Cuenta Antonio Escohotado que el rock and roll mató a la revolución. Que, desde Woodstock, la música tuvo el poder de servir de vía canalizadora de la rebeldía, del malestar social y de la indignación política. Así, los jóvenes descubrieron que el rock era capaz de las mayores catarsis colectivas y unía más que las barricadas, al tiempo que implicaba menos externalidades negativas para las crecientes clases medias y burguesas que lo abrazaban.
Puede que este fuera el primer paso hacia el mundo posfactual. Si la revolución se construía sobre hechos tangibles, poco a poco fue desplazada por el poder de lo simbólico. El espíritu insumiso encuentra ahora satisfacción en lo expresivo. Vive en los gestos, en la cultura, en el lenguaje. El fondo ha ido perdiendo importancia en favor del envoltorio.
En los últimos años lo hemos vivido en España. Hace muy poco tiempo, el descontento político y social tomó las calles y las plazas para exigir cambios. Dación en pago para quienes estaban ahogados por las deudas tras el estallido de la burbuja inmobiliaria. El fin de los indultos para las personas condenadas por corrupción. El cese de los altos cargos y la separación de las listas electorales de todos los imputados. La persecución de cuentas bancarias en paraísos fiscales.

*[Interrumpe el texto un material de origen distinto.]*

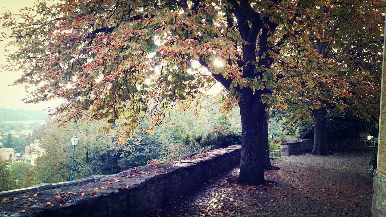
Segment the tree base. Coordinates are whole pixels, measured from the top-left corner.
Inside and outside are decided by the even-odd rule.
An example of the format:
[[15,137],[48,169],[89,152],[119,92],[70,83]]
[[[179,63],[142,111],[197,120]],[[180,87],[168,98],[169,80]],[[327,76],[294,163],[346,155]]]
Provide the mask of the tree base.
[[240,182],[239,181],[239,178],[236,177],[229,178],[227,179],[227,181],[228,182],[232,183],[232,184],[237,184],[238,185],[256,185],[257,186],[273,186],[274,185],[278,185],[279,183],[276,181],[271,181],[270,180],[264,180],[265,181],[265,184],[262,184],[260,185],[251,185],[250,184],[247,184],[245,183]]
[[277,166],[272,166],[270,168],[264,168],[264,170],[281,170],[280,168]]

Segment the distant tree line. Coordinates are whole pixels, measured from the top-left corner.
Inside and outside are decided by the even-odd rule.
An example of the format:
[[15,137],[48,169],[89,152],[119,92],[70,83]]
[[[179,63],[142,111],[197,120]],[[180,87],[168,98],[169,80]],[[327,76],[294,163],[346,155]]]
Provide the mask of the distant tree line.
[[44,120],[48,112],[44,110],[0,108],[0,121]]

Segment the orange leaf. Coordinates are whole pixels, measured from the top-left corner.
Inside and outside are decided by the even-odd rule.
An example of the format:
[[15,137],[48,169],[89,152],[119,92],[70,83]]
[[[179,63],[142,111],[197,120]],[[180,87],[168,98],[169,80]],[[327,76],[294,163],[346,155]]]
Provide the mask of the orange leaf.
[[54,206],[54,204],[51,202],[47,202],[47,203],[44,203],[46,205],[49,205],[51,207]]
[[60,194],[58,194],[55,196],[55,198],[56,199],[62,199],[62,196],[60,196]]

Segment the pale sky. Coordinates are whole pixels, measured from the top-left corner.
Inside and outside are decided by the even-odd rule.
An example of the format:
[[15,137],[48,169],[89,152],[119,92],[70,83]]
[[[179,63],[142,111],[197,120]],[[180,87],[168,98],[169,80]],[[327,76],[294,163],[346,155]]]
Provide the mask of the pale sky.
[[[33,0],[0,0],[0,14],[2,14],[8,10],[13,12],[17,12],[19,9],[24,7],[29,7],[34,5]],[[0,29],[3,30],[0,26]],[[3,40],[2,39],[0,40]],[[5,63],[4,55],[4,47],[8,41],[3,40],[0,41],[0,64]],[[26,110],[44,109],[50,107],[56,107],[61,102],[59,100],[40,102],[36,104],[25,104],[21,99],[25,98],[27,93],[23,86],[8,85],[14,81],[20,78],[22,75],[21,72],[16,73],[5,71],[0,69],[0,108],[23,108]]]
[[[0,0],[0,15],[2,15],[2,14],[8,10],[15,13],[21,8],[31,7],[34,2],[33,0]],[[0,30],[3,30],[1,25]],[[8,41],[1,38],[0,40],[3,40],[0,41],[0,64],[3,64],[6,62],[4,56],[6,53],[5,52],[4,49]],[[12,49],[9,47],[7,48],[11,50]],[[56,107],[63,102],[61,100],[57,99],[36,104],[25,104],[23,102],[21,99],[26,97],[27,95],[24,87],[21,85],[8,86],[19,78],[22,74],[21,72],[5,71],[0,69],[0,108],[22,108],[26,110],[44,109],[49,107]],[[221,86],[219,83],[217,83],[207,93],[216,94],[221,90]]]

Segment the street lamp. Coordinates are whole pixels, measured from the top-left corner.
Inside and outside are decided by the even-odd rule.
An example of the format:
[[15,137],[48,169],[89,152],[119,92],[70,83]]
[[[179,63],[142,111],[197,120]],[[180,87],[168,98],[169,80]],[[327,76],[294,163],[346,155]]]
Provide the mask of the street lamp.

En realidad, estas cosas son fáciles de conseguir. Todas ellas figuraban en el pacto de gobierno que trataron de poner en marcha Pedro Sánchez y Albert Rivera hace unos meses. Y también forman parte del acuerdo de investidura que Ciudadanos le arrancó al PP recientemente. El primero de ellos, que proponía un gobierno presidido por un socialista, fue frustrado, paradójicamente, por Podemos, el partido que se dice heredero del 15M. El segundo ha sido desbaratado por el PSOE, que tanto reprochó a Pablo Iglesias su primer no.
Lo factual ya no es sexy. La negociación política y el trabajo parlamentario han perdido atractivo frente al activismo de las redes sociales y la oratoria televisiva. Muerta la revolución, la insurrección ya solo habita en la tensión discursiva, en una imagen y una cierta estética, en la intransigencia del “cordón sanitario” y la “línea roja”. Si la política solía ocuparse de acometer reformas, ahora basta con acometer contra el otro.
Esta disposición tiene mucho que ver con la transformación que ha experimentado el sistema de partidos en España en los últimos años. El nuevo pluralismo democrático hace que el modelo sea más competitivo, enconando las estrategias. De este modo, hemos sido testigos de la creciente polarización electoral que domina las campañas. La derecha ha azuzado el miedo contra el advenimiento de una nueva izquierda populista y antisistema. La izquierda ha propagado su modelo excluyente para aislar y deslegitimar al PP.
He pasado el último fin de semana en un pueblo de Ávila. Una tarde, a la sombra de los gruesos muros de su iglesia, tomábamos una Coca-cola mi novio y yo, acompañados siempre por Angie, nuestra perra, que solo tenía ojos para nuestras patatas revolconas. A unos pocos metros detuvo el paso un paisano que, antes de continuar, quiso saber: “¿No acometerá?”. Se refería a Angie, claro. Le respondí que la perra era muy buena, pero que la mantendría sujeta mientras pasaba si tenía miedo. Al hombre debió de herirle el orgullo que yo mentara su aprensión, porque se rehízo muy digno y proclamó: “El miedo guarda la viña”.
Los partidos políticos son como el paisano desconfiado que cree que el miedo guarda la viña. Sin embargo, la adopción de estas actitudes nos abocará indefectiblemente a la inestabilidad política. La gobernabilidad pasa hoy, inexorablemente, por la negociación, la cesión y el pacto. Los partidos tienen que retornar a la senda de los hechos y acometer reformas. Y deben tomar nota de Angie, que no acomete contra el otro.
Aurora Nacarino-Brabo (Madrid, 1987) ha trabajado como periodista, politóloga y editora. Es diputada del Partido Popular desde julio de 2023.